Submitted by MedHeadlines on March 29, 2009 – 11:05 am7 Comments
 

American kids are getting more medical conditions once common only in middle-aged adults and the American diet is thought to be largely to blame. The latest, typically adult, diagnosis making the rounds in pediatric wards across the nation is kidney stones.

This painful trend of kidney stones in children was the subject of many conversations at a recent conference of pediatric kidney specialists. Experts acknowledge the number of children getting kidney stones isn’t actually large yet but the rate of diagnosing them has grown rapidly in recent years:

  • In 2005, about 10 children each year were treated for kidney stones at Philadelphia’s Children’s Hospital. Now about five are diagnosed each week.
  • Referrals regarding children with kidney stones has grown at Baltimore’s Johns Hopkins Children Center from one or two a year 15 years ago to new cases every week.
  • The number of children treated for kidney stones at the North Shore-Long Island Jewish Medical Center grew by 500% between 1994 and 2005, when 61 children were treated.
  • One pediatrician at Loyola University Medical Center near Chicago treated an 8-month-old girl after her mother found a pea-size stone in her diaper.
  • No detailed survey of kidney stones in American kids has been formally conducted but anecdotal evidence is abundant.
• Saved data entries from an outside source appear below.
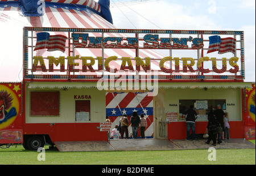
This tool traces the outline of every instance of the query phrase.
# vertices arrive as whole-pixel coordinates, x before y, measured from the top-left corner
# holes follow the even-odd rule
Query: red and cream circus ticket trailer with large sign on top
[[[187,35],[188,38],[172,38],[170,33],[177,36]],[[203,56],[206,43],[211,42],[203,36],[216,36],[215,33],[214,31],[24,27],[23,82],[18,85],[5,84],[5,88],[13,92],[13,99],[18,98],[16,104],[19,104],[19,111],[16,113],[18,114],[16,118],[22,122],[18,131],[19,139],[23,139],[24,148],[36,148],[39,147],[36,144],[43,145],[45,141],[56,144],[58,141],[108,140],[108,130],[113,126],[104,123],[106,109],[111,110],[114,107],[111,110],[112,114],[118,114],[118,110],[129,115],[132,111],[138,111],[137,106],[133,107],[134,109],[128,105],[121,106],[121,101],[125,102],[125,100],[115,99],[117,97],[115,94],[121,92],[134,93],[134,97],[137,97],[135,93],[147,93],[149,98],[145,101],[147,100],[149,108],[141,105],[144,99],[138,102],[142,113],[146,115],[148,130],[153,133],[154,138],[184,139],[185,110],[191,104],[195,105],[199,114],[196,134],[204,134],[208,111],[220,104],[221,108],[229,113],[232,138],[243,138],[245,88],[251,88],[252,85],[242,81],[244,59],[238,57],[217,59]],[[227,31],[220,33],[233,35],[235,38],[243,34]],[[118,39],[102,37],[113,34],[120,37]],[[123,37],[124,34],[134,36]],[[47,44],[43,46],[44,49],[49,50],[45,51],[46,56],[33,55],[34,51],[42,49],[40,40],[46,36],[56,37],[56,41],[65,41],[61,44],[64,48],[58,44],[53,50],[60,50],[61,53],[68,50],[69,54],[72,54],[56,56],[55,51],[47,48],[49,47]],[[174,41],[172,45],[171,40]],[[243,58],[243,38],[228,40],[241,42],[241,48],[235,47],[234,53],[236,55],[237,51],[240,51]],[[139,42],[143,45],[139,46]],[[189,43],[192,46],[188,46]],[[210,45],[207,48],[210,48]],[[83,51],[88,49],[101,49],[102,56],[97,58],[82,56]],[[134,49],[135,55],[133,58],[117,56],[106,58],[103,55],[108,49]],[[170,55],[157,59],[141,58],[136,55],[139,51],[152,49],[168,50]],[[182,50],[184,53],[191,49],[201,51],[197,55],[198,58],[171,56],[176,50]],[[238,62],[240,60],[242,61]],[[217,63],[222,63],[221,68],[217,68]],[[218,75],[214,75],[216,72]],[[114,98],[111,99],[110,96]],[[129,97],[130,95],[125,99]],[[10,96],[6,98],[10,100]],[[117,104],[110,107],[108,106],[110,101]],[[114,122],[118,121],[119,118],[114,119]]]

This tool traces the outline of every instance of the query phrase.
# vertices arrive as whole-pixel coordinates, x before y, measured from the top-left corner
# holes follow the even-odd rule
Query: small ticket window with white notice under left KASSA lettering
[[[76,122],[90,121],[90,100],[76,100]]]

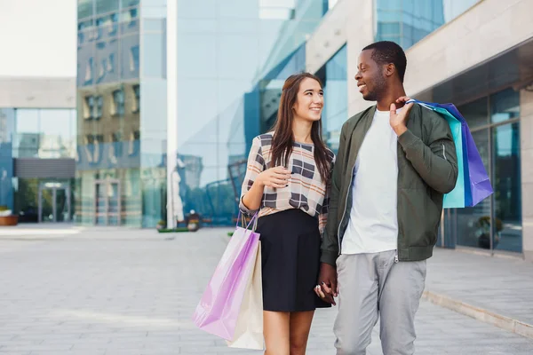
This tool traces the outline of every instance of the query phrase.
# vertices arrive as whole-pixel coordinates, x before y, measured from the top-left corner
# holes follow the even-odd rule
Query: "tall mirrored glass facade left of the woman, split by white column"
[[[76,220],[154,226],[236,217],[251,138],[327,0],[178,0],[178,154],[167,157],[165,0],[78,0]],[[177,169],[167,181],[167,159]],[[171,201],[167,201],[167,186]]]

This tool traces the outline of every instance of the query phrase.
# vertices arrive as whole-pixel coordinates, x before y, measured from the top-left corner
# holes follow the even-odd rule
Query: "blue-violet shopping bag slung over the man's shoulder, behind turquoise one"
[[[489,197],[494,190],[490,185],[489,174],[483,166],[480,153],[475,146],[472,134],[468,128],[465,117],[457,110],[457,107],[453,104],[437,104],[433,102],[424,102],[413,100],[415,102],[421,102],[423,104],[441,107],[452,114],[459,122],[461,122],[461,131],[463,134],[463,158],[465,168],[465,207],[473,207]]]

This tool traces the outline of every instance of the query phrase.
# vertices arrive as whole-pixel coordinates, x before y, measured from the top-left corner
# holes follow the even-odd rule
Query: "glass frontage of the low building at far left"
[[[75,157],[76,110],[0,108],[0,205],[11,209],[20,222],[71,220],[74,211],[68,204],[75,200],[74,179],[55,177],[53,171],[47,177],[32,177],[46,174],[32,170],[17,176],[14,162],[30,167],[34,159],[64,164]],[[63,165],[57,167],[61,170]]]

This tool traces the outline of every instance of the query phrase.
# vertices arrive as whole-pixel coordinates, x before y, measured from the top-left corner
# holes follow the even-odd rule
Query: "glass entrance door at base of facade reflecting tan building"
[[[120,225],[121,200],[120,181],[115,179],[97,180],[94,183],[95,225]]]

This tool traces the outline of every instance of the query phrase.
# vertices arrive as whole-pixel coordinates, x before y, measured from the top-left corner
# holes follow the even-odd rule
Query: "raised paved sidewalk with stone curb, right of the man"
[[[533,263],[435,248],[425,298],[533,338]]]

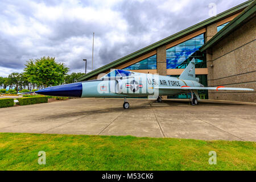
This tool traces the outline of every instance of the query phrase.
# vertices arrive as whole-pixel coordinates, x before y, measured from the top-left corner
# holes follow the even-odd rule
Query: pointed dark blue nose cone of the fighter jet
[[[82,83],[77,82],[73,84],[52,86],[45,89],[36,91],[37,94],[46,96],[62,96],[62,97],[81,97],[82,96]]]

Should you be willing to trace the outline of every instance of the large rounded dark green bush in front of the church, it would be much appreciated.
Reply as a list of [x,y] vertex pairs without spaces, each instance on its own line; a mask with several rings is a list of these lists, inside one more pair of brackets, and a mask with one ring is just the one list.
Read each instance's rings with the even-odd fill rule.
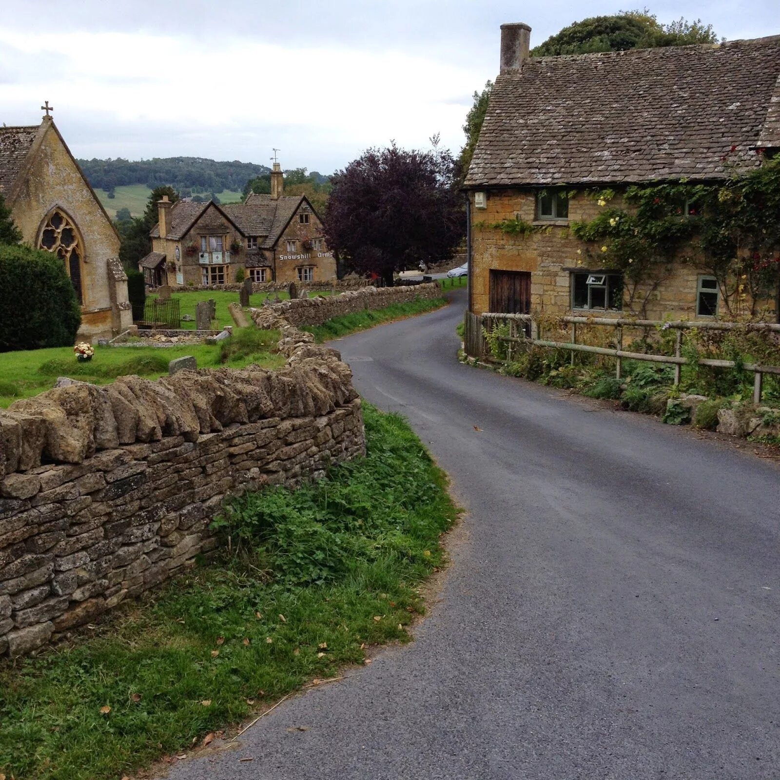
[[0,246],[0,278],[0,352],[73,344],[81,309],[62,260]]

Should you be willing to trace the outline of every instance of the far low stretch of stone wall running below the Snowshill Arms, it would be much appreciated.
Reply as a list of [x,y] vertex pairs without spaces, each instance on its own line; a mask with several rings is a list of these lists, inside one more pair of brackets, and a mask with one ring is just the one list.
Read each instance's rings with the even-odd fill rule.
[[365,287],[338,296],[282,300],[251,312],[259,328],[274,329],[279,327],[276,323],[279,317],[293,325],[320,325],[332,317],[364,309],[384,309],[393,303],[407,303],[417,298],[441,298],[441,287],[438,282],[414,287]]

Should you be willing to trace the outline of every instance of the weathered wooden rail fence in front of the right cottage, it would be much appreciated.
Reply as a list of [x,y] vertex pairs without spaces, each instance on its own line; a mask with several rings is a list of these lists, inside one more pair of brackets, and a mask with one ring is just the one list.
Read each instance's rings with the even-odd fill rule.
[[[469,318],[472,318],[471,321]],[[542,338],[541,324],[535,321],[530,314],[500,314],[488,312],[485,314],[466,313],[466,334],[471,334],[470,342],[464,341],[466,354],[472,357],[481,357],[487,353],[487,342],[484,339],[483,329],[490,329],[497,324],[505,322],[509,324],[509,333],[498,337],[499,341],[507,344],[507,360],[512,360],[513,349],[527,349],[530,346],[543,346],[548,349],[568,349],[572,353],[572,363],[574,354],[577,352],[590,353],[594,355],[605,355],[614,357],[615,377],[622,378],[622,361],[626,360],[644,360],[647,363],[666,363],[675,367],[675,385],[679,385],[680,371],[684,365],[689,363],[682,356],[683,332],[697,328],[698,330],[710,331],[734,331],[753,333],[776,333],[780,335],[780,324],[768,322],[757,323],[736,323],[736,322],[660,322],[657,320],[628,320],[612,319],[610,317],[561,317],[559,321],[571,326],[571,340],[568,342],[551,341]],[[615,342],[617,346],[601,347],[590,346],[588,344],[577,343],[578,325],[597,325],[604,328],[615,328]],[[676,332],[675,354],[674,355],[654,355],[640,352],[629,352],[623,349],[623,328],[672,328]],[[474,332],[480,332],[480,340],[473,335]],[[697,364],[700,366],[711,366],[715,368],[736,368],[737,363],[734,360],[718,360],[712,358],[699,358]],[[743,371],[753,372],[753,402],[761,402],[761,392],[764,381],[764,374],[774,374],[780,376],[780,366],[761,365],[759,363],[743,363],[739,366]]]

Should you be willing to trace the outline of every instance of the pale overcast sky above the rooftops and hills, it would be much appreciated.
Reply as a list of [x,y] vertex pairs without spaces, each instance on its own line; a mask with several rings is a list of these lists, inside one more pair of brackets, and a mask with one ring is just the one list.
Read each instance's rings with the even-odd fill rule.
[[330,173],[395,140],[456,152],[498,27],[531,45],[585,16],[651,5],[729,40],[780,34],[778,0],[0,0],[0,122],[44,100],[76,157],[192,155]]

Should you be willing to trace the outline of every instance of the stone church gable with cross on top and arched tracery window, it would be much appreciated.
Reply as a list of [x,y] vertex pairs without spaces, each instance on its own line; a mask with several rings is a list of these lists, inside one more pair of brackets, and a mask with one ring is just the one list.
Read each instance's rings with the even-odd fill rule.
[[133,324],[119,235],[46,111],[39,126],[0,127],[0,195],[24,243],[62,258],[81,304],[77,339]]

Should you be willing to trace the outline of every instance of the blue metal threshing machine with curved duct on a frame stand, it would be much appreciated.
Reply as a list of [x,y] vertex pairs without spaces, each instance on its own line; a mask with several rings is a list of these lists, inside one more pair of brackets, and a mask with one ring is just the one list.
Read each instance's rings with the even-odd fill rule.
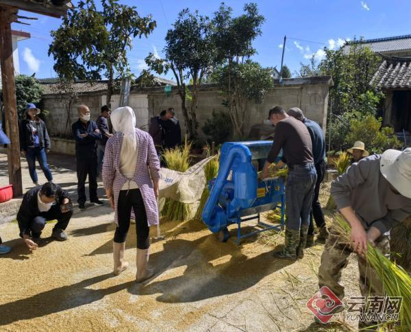
[[[203,221],[221,242],[227,241],[227,226],[238,225],[236,243],[242,238],[284,226],[284,178],[258,179],[271,149],[272,141],[224,143],[221,148],[219,175],[209,184],[210,197],[203,209]],[[280,156],[277,158],[279,161]],[[276,161],[276,162],[277,162]],[[279,208],[281,224],[260,221],[260,212]],[[241,223],[258,219],[260,230],[241,234]]]

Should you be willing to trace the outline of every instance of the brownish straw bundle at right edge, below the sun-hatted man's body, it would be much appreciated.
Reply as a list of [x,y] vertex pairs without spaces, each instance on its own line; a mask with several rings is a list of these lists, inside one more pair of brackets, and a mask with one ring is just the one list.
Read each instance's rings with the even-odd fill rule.
[[411,273],[411,217],[391,230],[391,260]]

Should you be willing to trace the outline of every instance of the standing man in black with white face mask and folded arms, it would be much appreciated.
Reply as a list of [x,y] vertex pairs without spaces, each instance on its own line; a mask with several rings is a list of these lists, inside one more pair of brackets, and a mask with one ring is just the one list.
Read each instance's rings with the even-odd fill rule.
[[79,209],[86,207],[86,178],[90,191],[90,202],[103,205],[97,198],[97,147],[96,142],[101,139],[97,124],[90,120],[90,109],[86,105],[78,108],[79,120],[71,127],[75,138],[75,160],[77,164],[77,193]]

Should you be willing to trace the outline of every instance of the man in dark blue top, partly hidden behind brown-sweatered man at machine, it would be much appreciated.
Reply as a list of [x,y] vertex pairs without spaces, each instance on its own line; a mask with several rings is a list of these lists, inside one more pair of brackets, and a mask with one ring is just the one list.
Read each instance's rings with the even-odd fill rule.
[[312,143],[312,154],[314,156],[314,165],[317,174],[317,180],[315,182],[314,197],[312,198],[311,212],[310,212],[310,226],[308,227],[308,236],[306,248],[314,245],[314,224],[319,229],[320,234],[317,240],[321,243],[325,243],[328,238],[328,230],[325,226],[325,218],[323,209],[319,201],[320,187],[325,176],[325,137],[323,129],[316,122],[307,119],[304,116],[303,111],[298,107],[292,107],[287,112],[288,115],[295,117],[297,120],[303,122],[310,133]]

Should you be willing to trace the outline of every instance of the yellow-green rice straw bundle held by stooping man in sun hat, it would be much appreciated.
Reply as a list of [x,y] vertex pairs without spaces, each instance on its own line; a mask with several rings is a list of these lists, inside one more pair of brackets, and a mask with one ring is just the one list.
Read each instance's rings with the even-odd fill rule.
[[[351,244],[351,227],[345,219],[338,215],[334,223],[336,231],[340,233],[342,242]],[[399,331],[410,331],[411,327],[411,277],[401,266],[386,258],[381,251],[367,243],[365,254],[367,262],[375,269],[379,279],[382,280],[387,296],[402,296],[399,326],[395,326]]]

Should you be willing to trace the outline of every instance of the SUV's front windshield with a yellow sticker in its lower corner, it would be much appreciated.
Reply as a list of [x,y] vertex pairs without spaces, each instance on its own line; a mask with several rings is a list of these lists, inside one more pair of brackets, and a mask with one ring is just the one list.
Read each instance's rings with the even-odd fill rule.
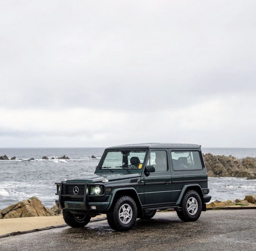
[[104,160],[99,169],[109,169],[114,171],[117,169],[125,169],[127,172],[142,169],[146,150],[119,150],[109,151],[104,156]]

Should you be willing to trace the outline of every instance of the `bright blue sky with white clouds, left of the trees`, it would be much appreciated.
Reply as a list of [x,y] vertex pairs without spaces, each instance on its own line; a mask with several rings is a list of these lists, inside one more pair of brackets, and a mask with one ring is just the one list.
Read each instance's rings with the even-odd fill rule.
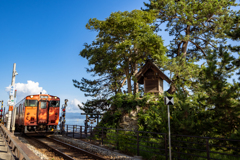
[[[85,28],[90,18],[104,20],[112,12],[144,7],[147,0],[1,0],[0,1],[0,100],[7,107],[13,63],[16,63],[17,101],[40,91],[69,99],[68,112],[80,112],[87,100],[72,79],[90,78],[87,60],[79,56],[84,43],[96,32]],[[164,44],[171,37],[161,33]],[[237,44],[237,42],[233,42]],[[165,84],[164,90],[168,87]]]

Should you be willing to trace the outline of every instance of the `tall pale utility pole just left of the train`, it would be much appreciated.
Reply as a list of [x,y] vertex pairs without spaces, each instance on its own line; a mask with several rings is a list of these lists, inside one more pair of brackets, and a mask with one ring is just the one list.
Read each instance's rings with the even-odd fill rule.
[[8,100],[8,121],[7,121],[7,129],[10,131],[10,124],[11,124],[11,118],[12,118],[12,111],[14,106],[14,87],[15,87],[15,76],[18,75],[16,71],[16,63],[13,64],[13,73],[12,73],[12,83],[11,83],[11,89],[9,94],[9,100]]

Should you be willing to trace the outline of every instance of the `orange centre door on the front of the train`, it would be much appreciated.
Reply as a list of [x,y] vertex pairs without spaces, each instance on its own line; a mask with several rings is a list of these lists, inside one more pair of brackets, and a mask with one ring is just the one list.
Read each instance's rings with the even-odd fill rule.
[[38,105],[38,124],[48,123],[48,102],[39,101]]

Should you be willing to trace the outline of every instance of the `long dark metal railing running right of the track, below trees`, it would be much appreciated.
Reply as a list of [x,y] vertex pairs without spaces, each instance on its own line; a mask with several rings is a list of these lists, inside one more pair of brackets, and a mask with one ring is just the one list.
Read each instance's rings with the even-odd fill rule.
[[[168,159],[167,133],[66,125],[66,135],[86,138],[146,159]],[[171,135],[173,159],[240,159],[240,140]]]

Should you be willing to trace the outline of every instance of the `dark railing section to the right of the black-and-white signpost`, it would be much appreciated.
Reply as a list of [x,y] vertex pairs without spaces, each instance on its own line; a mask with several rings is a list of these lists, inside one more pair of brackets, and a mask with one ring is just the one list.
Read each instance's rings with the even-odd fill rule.
[[173,157],[177,159],[240,159],[240,140],[172,134]]

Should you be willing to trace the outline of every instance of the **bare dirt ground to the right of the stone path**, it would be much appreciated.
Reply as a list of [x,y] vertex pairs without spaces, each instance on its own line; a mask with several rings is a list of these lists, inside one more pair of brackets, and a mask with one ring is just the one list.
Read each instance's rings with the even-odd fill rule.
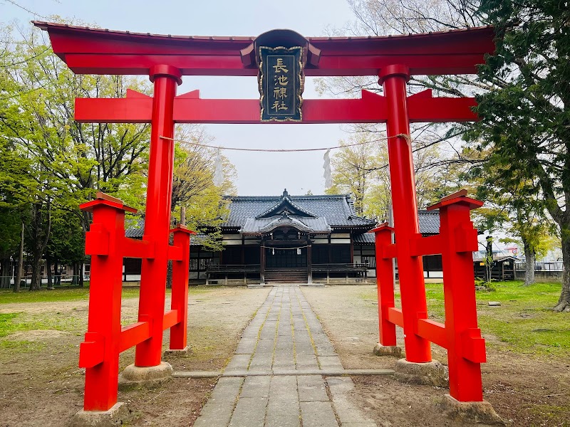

    Kidney stones are famous for producing excruciating pain often described as more painful than even childbirth. They’re an indication of excess calcium in the urine, a condition often diet related.

    One of the best treatments for kidney stones is to drink lots of water and to minimize salt intake. Parents have reported improvements in their children’s health when salty foods such as cheeseburgers, fries, sausages, ramen noodles, canned goods, chicken nuggets, and pickles were removed from the child’s diet.

    Dr. David Hatch, the Loyola pediatrician treating the 8-month-old baby, recommends at least four cups of water every day for the average 10-year-old, with the amount adjusted according to a child’s size. He also stresses that water means water, not any other beverages a child might consume in addition to adequate water intake.

    Some children require diuretics to increase urination and surgical procedures may be required to remove or dislodge kidney stones in severe cases. As a rule, kidney stones are evidence of nothing more than excess calcium in the urine but they can signal underlying metabolic disorders that require more extensive treatment. The recommendation from the American Academy of Pediatrics calls for metabolic testing on all children treated for kidney stones.

    Some medical experts point to dietary causes as the reason for the rise in pediatric kidney stones but others suggest today’s improved diagnostic techniques are spotting stones that might have gone undetected in years past.